Курносое и черноволосатое лицо Васьки Денисова и вся его маленькая сбитая фигурка с его жилистою (с короткими пальцами, покрытыми волосами) кистью руки, в которой он держал ефес вынутой наголо сабли, было точно такое же, как и всегда, особенно к вечеру, после выпитых двух бутылок. Он был только более обыкновенного красен и, задрав свою мохнатую голову кверху, как птицы, когда они пьют, безжалостно вдавив своими маленькими ногами шпоры в бока доброго Бедуина, он, будто падая назад, поскакал к другому флангу эскадрона и хриплым голосом закричал, чтоб осмотрели пистолеты. Он подъехал к Кирстену.

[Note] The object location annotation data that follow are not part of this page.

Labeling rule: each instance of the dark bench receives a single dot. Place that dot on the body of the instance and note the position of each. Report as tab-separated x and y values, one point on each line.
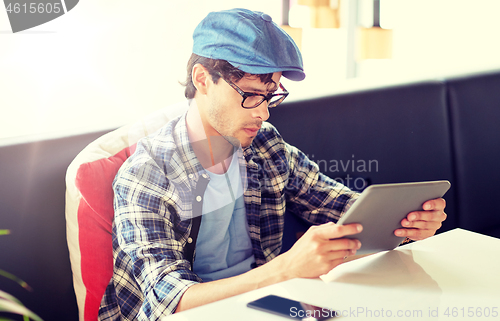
426	130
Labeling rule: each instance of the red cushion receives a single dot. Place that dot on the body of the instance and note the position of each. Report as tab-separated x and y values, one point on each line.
95	218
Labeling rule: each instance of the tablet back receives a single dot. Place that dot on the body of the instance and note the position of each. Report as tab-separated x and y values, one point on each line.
380	209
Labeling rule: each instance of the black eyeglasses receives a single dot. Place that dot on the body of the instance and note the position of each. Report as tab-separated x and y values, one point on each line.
252	100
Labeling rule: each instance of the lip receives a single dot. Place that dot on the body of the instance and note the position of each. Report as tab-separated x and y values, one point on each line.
252	131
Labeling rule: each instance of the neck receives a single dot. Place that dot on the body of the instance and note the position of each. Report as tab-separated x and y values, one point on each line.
214	152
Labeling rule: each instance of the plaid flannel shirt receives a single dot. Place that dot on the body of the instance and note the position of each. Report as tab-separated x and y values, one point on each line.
153	204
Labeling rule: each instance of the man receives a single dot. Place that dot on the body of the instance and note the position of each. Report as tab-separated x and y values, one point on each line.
221	159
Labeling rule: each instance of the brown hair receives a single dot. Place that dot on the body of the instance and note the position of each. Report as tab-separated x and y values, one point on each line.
213	66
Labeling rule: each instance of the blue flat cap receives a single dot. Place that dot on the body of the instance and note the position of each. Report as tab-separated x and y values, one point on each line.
250	41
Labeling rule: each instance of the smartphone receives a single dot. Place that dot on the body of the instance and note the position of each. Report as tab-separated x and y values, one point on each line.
292	309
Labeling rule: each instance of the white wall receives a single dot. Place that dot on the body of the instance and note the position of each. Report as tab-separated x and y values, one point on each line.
105	63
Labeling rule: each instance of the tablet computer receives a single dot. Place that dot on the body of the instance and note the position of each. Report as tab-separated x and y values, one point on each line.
381	207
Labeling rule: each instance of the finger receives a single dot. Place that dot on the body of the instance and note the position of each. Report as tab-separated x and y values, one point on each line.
436	204
437	216
341	245
422	225
334	231
414	234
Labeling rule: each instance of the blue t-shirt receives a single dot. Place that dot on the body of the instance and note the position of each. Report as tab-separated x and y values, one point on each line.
223	247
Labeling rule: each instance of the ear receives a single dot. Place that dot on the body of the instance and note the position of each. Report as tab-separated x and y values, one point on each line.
200	77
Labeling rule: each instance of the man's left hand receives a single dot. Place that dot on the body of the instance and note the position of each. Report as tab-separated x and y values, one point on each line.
422	224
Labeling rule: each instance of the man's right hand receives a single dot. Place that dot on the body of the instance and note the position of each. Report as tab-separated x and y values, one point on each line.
319	250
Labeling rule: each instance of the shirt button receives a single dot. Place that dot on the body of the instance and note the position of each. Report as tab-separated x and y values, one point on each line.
266	17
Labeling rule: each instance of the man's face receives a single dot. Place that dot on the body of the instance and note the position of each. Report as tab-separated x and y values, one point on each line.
225	116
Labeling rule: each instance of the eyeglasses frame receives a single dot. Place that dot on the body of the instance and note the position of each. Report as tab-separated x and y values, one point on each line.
245	94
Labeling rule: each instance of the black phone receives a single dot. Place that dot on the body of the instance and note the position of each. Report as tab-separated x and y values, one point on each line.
292	309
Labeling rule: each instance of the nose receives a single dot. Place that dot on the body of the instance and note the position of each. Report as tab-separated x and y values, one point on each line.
261	111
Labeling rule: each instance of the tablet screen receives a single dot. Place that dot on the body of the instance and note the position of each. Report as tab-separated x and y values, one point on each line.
380	209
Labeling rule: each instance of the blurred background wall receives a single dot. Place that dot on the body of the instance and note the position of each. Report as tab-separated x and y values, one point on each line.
105	63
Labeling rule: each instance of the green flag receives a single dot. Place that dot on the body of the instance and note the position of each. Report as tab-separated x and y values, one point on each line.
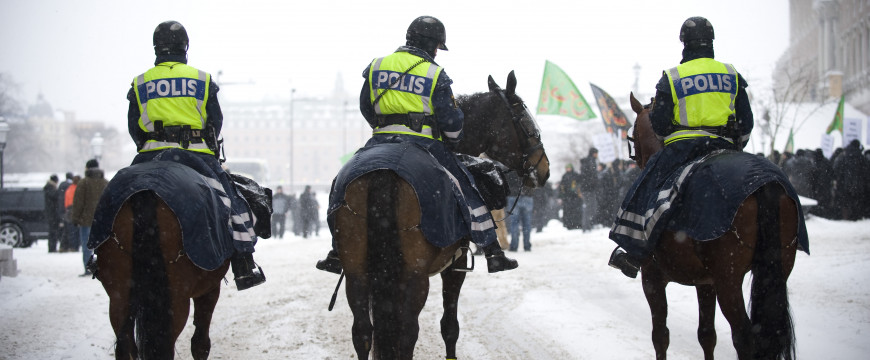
837	123
789	145
559	95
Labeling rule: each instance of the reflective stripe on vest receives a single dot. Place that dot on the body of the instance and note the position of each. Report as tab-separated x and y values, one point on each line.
409	94
703	91
175	94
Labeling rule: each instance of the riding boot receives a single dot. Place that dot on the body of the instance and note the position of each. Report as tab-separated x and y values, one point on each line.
495	259
332	263
628	264
247	273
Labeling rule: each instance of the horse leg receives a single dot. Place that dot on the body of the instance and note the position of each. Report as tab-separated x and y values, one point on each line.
728	259
452	284
203	308
358	299
654	284
416	292
115	268
706	319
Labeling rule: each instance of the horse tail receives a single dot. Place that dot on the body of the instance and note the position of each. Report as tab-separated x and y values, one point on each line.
384	263
769	311
150	302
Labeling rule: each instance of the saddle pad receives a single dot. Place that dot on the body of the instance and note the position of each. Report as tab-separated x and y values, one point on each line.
443	221
701	199
194	202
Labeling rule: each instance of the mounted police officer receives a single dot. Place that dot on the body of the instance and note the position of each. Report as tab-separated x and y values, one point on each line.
406	97
174	107
700	106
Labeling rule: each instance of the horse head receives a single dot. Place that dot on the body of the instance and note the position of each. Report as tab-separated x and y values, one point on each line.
646	143
515	138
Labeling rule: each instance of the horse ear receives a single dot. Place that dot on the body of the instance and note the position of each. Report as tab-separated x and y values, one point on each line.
512	83
635	104
493	86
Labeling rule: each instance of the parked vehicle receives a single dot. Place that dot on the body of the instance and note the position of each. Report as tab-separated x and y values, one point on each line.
22	216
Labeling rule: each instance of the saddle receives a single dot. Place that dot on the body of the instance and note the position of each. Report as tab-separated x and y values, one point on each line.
194	202
444	217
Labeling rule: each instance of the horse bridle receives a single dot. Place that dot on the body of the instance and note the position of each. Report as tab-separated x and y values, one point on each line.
529	131
635	156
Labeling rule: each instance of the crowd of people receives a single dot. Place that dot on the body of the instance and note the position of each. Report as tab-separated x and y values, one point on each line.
69	210
839	184
304	213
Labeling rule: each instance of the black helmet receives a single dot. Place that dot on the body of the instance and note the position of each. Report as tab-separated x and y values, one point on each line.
427	30
696	28
170	37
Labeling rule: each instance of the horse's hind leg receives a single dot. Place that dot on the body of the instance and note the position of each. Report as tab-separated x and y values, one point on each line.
706	319
358	300
452	284
203	308
654	285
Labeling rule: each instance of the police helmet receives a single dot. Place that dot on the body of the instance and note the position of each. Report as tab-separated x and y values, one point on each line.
698	29
427	30
170	37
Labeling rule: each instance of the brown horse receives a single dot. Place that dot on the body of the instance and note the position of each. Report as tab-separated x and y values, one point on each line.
150	282
385	256
762	239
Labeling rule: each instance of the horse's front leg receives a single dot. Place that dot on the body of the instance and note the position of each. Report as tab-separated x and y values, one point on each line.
203	308
654	284
706	319
452	284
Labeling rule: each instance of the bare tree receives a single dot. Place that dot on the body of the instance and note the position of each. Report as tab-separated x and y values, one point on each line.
781	106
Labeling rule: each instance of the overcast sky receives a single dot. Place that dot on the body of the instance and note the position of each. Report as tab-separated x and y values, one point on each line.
83	54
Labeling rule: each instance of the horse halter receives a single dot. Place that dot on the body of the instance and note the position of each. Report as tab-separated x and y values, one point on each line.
529	129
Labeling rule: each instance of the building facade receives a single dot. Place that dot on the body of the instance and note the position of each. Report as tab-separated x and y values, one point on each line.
828	54
303	140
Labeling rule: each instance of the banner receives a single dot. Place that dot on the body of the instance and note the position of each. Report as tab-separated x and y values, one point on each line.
827	145
559	95
851	130
613	117
837	123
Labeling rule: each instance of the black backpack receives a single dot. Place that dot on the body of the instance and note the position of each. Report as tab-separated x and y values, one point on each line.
490	178
260	201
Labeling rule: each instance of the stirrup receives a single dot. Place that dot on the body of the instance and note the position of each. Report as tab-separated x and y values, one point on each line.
464	250
331	264
247	281
620	260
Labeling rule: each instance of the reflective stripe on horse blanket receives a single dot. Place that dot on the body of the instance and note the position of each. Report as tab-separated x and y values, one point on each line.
700	199
444	218
204	219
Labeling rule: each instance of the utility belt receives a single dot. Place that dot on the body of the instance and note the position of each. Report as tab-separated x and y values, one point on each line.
729	131
413	121
181	134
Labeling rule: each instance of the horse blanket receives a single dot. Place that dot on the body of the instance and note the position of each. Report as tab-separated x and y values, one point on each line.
204	219
444	208
699	199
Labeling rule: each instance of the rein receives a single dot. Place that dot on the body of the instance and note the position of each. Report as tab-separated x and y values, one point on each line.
528	149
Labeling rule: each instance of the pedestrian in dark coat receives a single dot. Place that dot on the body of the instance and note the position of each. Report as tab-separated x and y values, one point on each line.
572	203
52	219
85	200
590	188
851	171
308	211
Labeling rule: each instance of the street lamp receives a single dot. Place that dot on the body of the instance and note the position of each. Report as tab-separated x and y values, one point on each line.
292	91
97	146
4	130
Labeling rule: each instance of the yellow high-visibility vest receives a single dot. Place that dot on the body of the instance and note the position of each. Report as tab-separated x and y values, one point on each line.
175	94
703	91
411	93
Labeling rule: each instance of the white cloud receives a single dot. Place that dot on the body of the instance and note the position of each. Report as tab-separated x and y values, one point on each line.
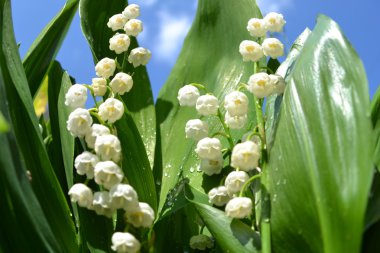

Штаб ротмистр, на широкой и степенной кобыле, шагом ехал навстречу Денисову. Штаб ротмистр, с своими длинными усами, был серьезен, как и всегда, только глаза его блестели больше обыкновенного.
– Да что? – сказал он Денисову, – не дойдет дело до драки. Вот увидишь, назад уйдем.
– Чог'т их знает, что делают – проворчал Денисов. – А! Г'остов! – крикнул он юнкеру, заметив его веселое лицо. – Ну, дождался.
И он улыбнулся одобрительно, видимо радуясь на юнкера.
Ростов почувствовал себя совершенно счастливым. В это время начальник показался на мосту. Денисов поскакал к нему.
– Ваше пг'евосходительство! позвольте атаковать! я их опг'окину.